Intelligence reform falls flat without technology

Calls for reform of the intelligence community have their merits, but let's not forget the vital role technology plays, writes associate Editor David Hubler.

A recent op-ed article in the Wall Street Journal declared the U.S. government “complacent about terrorism” and of course cited the attempted Christmas bombing aboard a Detroit-bound flight and the deadly suicide attack on a CIA base in Afghanistan.

The authors of the piece – a management and economics professor at the London School of Economics and a senior lecturer at the University of Chicago Law School – demanded reform of the U.S. intelligence services, which they found to be too many and too unwieldy. They suggested a consolidation into only four agencies.

The authors are not intelligence professionals, but their call for change is typical of the frustration in this country over near-misses and fatal attacks by radical individuals bent on killing. Also, their suggested solution is not totally without merit, but they place too much blame on an intricate system with which they have little or no experience.

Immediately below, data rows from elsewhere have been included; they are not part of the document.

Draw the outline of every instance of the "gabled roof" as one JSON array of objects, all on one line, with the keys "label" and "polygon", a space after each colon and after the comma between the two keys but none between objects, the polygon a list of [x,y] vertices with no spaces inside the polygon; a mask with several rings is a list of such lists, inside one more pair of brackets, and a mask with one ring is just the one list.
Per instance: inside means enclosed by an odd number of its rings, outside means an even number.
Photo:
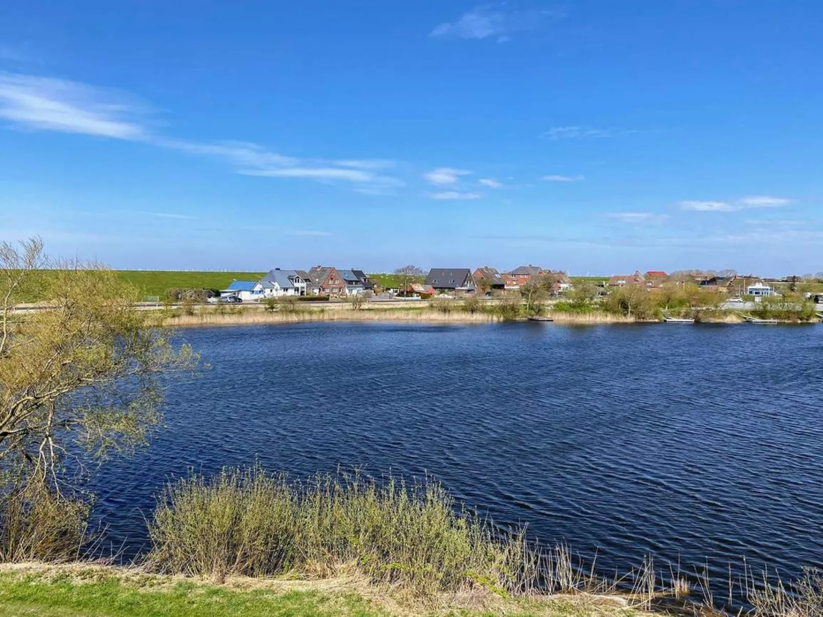
[{"label": "gabled roof", "polygon": [[232,281],[224,291],[253,291],[258,284],[257,281]]},{"label": "gabled roof", "polygon": [[520,267],[516,267],[509,272],[509,274],[534,276],[536,274],[540,274],[542,271],[543,271],[543,269],[539,266],[532,266],[529,264],[528,266],[520,266]]},{"label": "gabled roof", "polygon": [[360,277],[355,274],[354,270],[338,270],[337,274],[340,275],[340,278],[342,278],[346,285],[358,285],[363,283]]},{"label": "gabled roof", "polygon": [[333,269],[330,266],[314,266],[308,272],[309,280],[315,285],[320,285],[326,280],[326,277],[328,276],[328,273]]},{"label": "gabled roof", "polygon": [[468,268],[432,268],[425,279],[425,284],[436,289],[456,290],[465,287],[472,277]]},{"label": "gabled roof", "polygon": [[374,288],[374,284],[369,280],[369,277],[365,276],[365,272],[362,270],[352,270],[351,271],[355,273],[355,276],[363,281],[363,286],[365,289],[371,290]]},{"label": "gabled roof", "polygon": [[477,268],[477,271],[481,276],[482,276],[486,281],[491,281],[491,283],[497,283],[502,285],[504,282],[503,276],[501,276],[500,273],[497,271],[497,268],[492,268],[489,267],[488,266],[484,266],[481,268]]},{"label": "gabled roof", "polygon": [[291,290],[295,286],[294,278],[295,276],[300,276],[296,270],[275,268],[274,270],[269,270],[260,279],[260,284],[263,285],[264,289],[274,287],[274,283],[277,283],[281,289]]}]

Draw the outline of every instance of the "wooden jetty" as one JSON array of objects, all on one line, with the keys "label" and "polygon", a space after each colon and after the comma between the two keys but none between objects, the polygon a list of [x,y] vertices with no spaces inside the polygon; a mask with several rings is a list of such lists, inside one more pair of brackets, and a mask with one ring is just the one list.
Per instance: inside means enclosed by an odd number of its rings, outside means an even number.
[{"label": "wooden jetty", "polygon": [[667,313],[663,313],[663,321],[666,323],[694,323],[694,319],[686,319],[685,318],[672,317]]},{"label": "wooden jetty", "polygon": [[778,323],[777,319],[759,319],[756,317],[751,317],[751,315],[744,315],[742,313],[737,314],[739,314],[742,318],[743,318],[747,323],[757,323],[761,326]]}]

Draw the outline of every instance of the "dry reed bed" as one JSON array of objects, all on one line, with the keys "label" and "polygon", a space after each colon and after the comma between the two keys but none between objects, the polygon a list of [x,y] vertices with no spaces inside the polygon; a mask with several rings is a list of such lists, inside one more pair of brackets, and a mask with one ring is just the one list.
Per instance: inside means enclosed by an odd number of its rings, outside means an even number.
[{"label": "dry reed bed", "polygon": [[[236,312],[235,312],[236,311]],[[193,315],[178,315],[166,318],[164,325],[235,326],[261,323],[297,323],[300,322],[430,322],[444,323],[489,323],[500,318],[486,313],[466,313],[453,310],[443,313],[431,308],[362,308],[307,309],[295,312],[267,312],[249,308],[219,313],[198,311]]]}]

The authors also fail to take into consideration the fact that behind-the-scenes technology – in the form of signal intelligence and communications intelligence, sigint and comint, among others – which they know nothing about is constantly being upgraded and advanced with the aim of preventing similar attacks before they occur. And we don’t know how many instances there are of technology already successfully having prevented attacks and saved lives.

During my orientation into CIA as a young man more than a few years ago, agency instructors drove home to us one overriding theme regarding the work we were about to begin that has left an indelible impression on me. “Your successes will never be known; your failures will become general knowledge,” they said.

Even in those Cold War days, intelligence technology was far ahead of what the general public knew or even dreamed of. Rudimentary (by today’s standards) overhead imagery was able to discern the makes and models of vehicles in the Langley parking lot or on the Golden Gate Bridge taken by a satellite flying over northern Canada, for example. Toothpick-thin transmitters embedded in walls could pass along monitored conversations to vehicles passing by at scheduled intervals. Stuff even James Bond didn’t have.

Many of today’s technology advances to thwart terrorism remain classified, but I know they are out there – either already on the front lines in the war on terrorism or on the drawing boards of technology companies across the country. And I don’t mean just full-body X-ray scanning machines installed at airports.

I can’t imagine what technological advances and weapons we will see in the next few years to go against al-Qaedi and other terrorist forces, but whatever it is, I am confident it will beat a pack of explosives in a pair of Fruit of the Looms.